In the lesser roles, Margaret Plummer stood out as an exemplary Flora, Martin Buckingham proved how much can be made of the smaller role of Gastone, James Clayton (ex-West Australian Opera) made an auspicious debut on the East coast as Baron Duphol and the ever reliable John Bolton-Wood was superb as Dr Grenvil, which had been made into a much larger role with him attending to Violetta’s health in minor scenes throughout the opera. Smaller roles also sounded excellent, but then the opera was miked.
The miked sounded excellent with a reasonably faithful reproduction of the voices with virtually no distortion. The only quibble with the sound design was some distortion of the strings during their transparent playing in the quieter moments during the all important preludes.
Audience response was magnificent on the evening with the entire audience wildly stamping during the curtain calls. An Italian family (mother, father and 2 teenage sons) in front of me sat on the edge of their seat during the performance, a couple to my right sang along with the score the entire way through the performance (despite ballet being their preferred art form as their son is a principal with the Australian Ballet). Other audience members chattered away in French and German during the intervals, and several acquaintances were making their first visit ever to see an opera.

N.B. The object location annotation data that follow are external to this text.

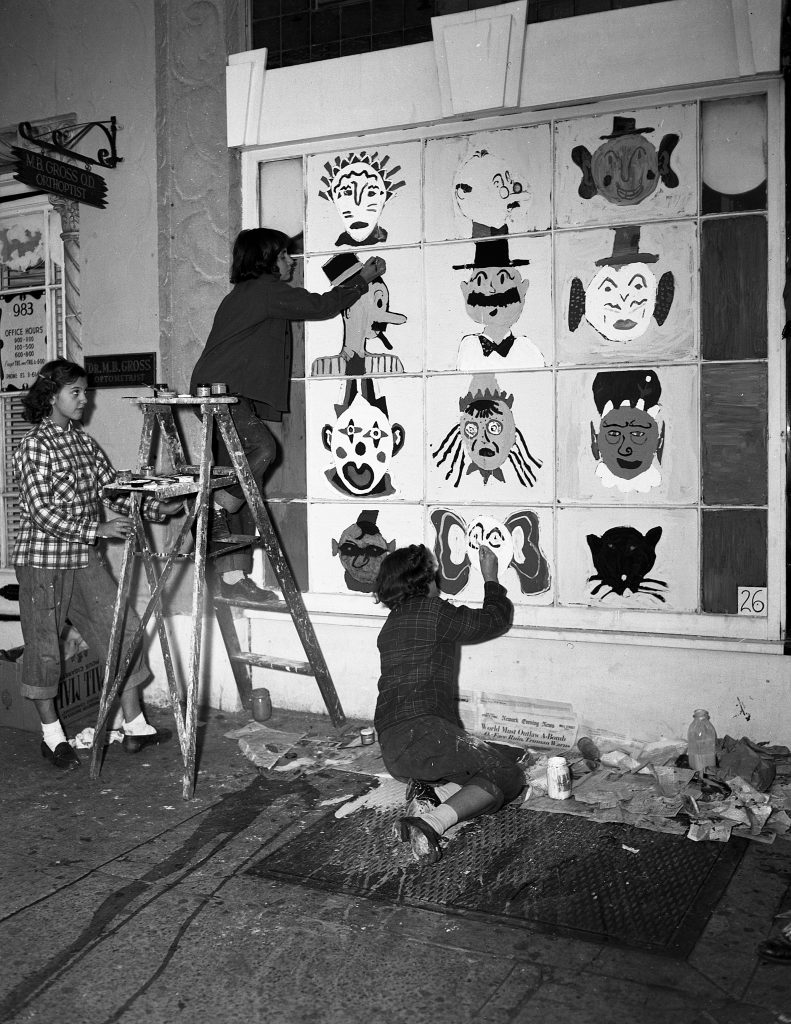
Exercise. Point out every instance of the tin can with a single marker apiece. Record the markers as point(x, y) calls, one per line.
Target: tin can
point(558, 778)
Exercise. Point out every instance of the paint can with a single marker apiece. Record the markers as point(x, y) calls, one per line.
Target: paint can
point(558, 778)
point(261, 705)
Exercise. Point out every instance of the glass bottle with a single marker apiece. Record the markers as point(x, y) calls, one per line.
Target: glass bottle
point(701, 741)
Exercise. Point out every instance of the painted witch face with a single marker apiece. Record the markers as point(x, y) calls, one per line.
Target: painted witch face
point(627, 441)
point(359, 194)
point(363, 443)
point(488, 192)
point(495, 296)
point(489, 432)
point(620, 301)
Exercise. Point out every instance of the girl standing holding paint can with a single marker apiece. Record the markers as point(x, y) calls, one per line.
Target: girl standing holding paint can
point(249, 349)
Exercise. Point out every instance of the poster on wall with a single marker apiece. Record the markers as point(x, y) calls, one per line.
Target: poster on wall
point(365, 197)
point(382, 332)
point(365, 438)
point(629, 166)
point(628, 558)
point(490, 437)
point(348, 542)
point(489, 304)
point(522, 538)
point(23, 338)
point(626, 294)
point(628, 436)
point(494, 182)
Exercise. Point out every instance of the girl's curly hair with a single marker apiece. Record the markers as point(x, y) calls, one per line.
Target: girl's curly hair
point(404, 573)
point(37, 403)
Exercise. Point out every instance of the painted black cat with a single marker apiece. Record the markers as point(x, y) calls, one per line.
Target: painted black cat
point(622, 558)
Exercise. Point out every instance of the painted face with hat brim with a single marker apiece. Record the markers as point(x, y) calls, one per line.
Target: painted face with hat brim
point(495, 293)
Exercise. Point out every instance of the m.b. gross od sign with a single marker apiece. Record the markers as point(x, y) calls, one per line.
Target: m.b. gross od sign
point(59, 178)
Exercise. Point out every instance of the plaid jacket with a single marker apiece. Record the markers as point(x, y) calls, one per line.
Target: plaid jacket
point(60, 474)
point(417, 645)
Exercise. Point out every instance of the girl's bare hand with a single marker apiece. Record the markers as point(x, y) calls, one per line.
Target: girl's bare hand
point(117, 529)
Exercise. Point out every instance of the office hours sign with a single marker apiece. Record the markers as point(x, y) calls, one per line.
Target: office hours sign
point(23, 338)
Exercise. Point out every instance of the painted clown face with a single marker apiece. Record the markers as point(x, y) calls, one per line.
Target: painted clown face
point(363, 443)
point(360, 195)
point(625, 170)
point(489, 432)
point(627, 441)
point(495, 296)
point(486, 529)
point(488, 193)
point(620, 301)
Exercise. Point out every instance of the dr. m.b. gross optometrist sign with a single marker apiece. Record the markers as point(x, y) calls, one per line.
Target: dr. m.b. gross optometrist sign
point(59, 178)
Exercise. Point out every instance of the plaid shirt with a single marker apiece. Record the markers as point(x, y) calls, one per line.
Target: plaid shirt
point(417, 645)
point(60, 474)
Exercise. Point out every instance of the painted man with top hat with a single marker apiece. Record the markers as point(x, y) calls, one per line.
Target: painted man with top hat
point(624, 294)
point(494, 296)
point(626, 168)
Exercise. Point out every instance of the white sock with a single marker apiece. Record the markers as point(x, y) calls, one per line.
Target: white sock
point(138, 726)
point(441, 818)
point(53, 734)
point(446, 790)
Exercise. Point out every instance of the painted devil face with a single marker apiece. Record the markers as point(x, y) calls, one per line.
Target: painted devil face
point(360, 194)
point(625, 170)
point(620, 301)
point(627, 441)
point(495, 296)
point(363, 443)
point(488, 432)
point(487, 190)
point(361, 551)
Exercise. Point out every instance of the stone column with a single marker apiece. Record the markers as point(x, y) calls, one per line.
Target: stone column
point(70, 221)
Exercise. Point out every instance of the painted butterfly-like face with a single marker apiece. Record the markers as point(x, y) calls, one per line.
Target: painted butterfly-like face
point(625, 170)
point(486, 529)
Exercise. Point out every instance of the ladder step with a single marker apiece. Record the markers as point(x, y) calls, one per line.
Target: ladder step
point(278, 664)
point(250, 602)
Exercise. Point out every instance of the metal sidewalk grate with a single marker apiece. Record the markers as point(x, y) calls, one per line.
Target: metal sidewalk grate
point(553, 871)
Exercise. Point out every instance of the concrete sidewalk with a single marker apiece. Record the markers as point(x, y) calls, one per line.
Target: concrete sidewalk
point(121, 902)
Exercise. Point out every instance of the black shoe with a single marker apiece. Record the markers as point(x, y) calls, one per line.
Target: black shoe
point(61, 757)
point(133, 744)
point(247, 591)
point(422, 838)
point(420, 797)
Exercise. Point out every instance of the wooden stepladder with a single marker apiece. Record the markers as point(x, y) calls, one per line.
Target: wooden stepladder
point(195, 484)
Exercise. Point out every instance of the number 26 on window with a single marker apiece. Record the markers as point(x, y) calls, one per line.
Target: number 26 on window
point(751, 600)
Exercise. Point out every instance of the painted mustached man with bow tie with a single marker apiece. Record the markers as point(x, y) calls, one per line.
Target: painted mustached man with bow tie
point(495, 298)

While not the biggest outdoor opera event seen in Sydney (that honour goes to Guiseppe Raffa and his International Opera Festival production of AIDA in the Sydney Football Stadium in 1988, which was performed on a 250 x 150 foot stage, with a giant Sphinx as the centrepiece, and starring such illuminaries as Katia Ricciarelli as Aida and Piero Cappucilli as Amonasro ). Compared to the Bregenz Festival, the size of the stage and set is obviously smaller but the Sydney version creates a greater sense of intimacy within a much more stunning setting. The only down side is the much smaller number of seats that were available for the Opera Festival AIDA and are available at Bregenz. with an audience size of 3,000 it is only a few hundred more than the seating that was available for staged opera in the Sydney Opera House Concert Hall during the 1970′s to 1990′s.
Well, many die hard traditionalists might hate the concept, but I doubt very much they were not enthralled and greatly entertained by the performance. In the final analysis, the Handa Opera on Sydney Harbour is a massive success. Opera Australia has achieved a brilliant staging of Verdi’s masterwork – LA TRAVIATA, proving outdoor opera is more than viable as an alternative to staged performances in the Opera Theatre for some potential audiences. It appears to have attracted an eclectic, new audience that otherwise may never have seen opera, and provided a new way for traditional audiences to enjoy opera.
Carmen is planned for the Handa Opera on Sydney Harbour for 2013. Bring it on!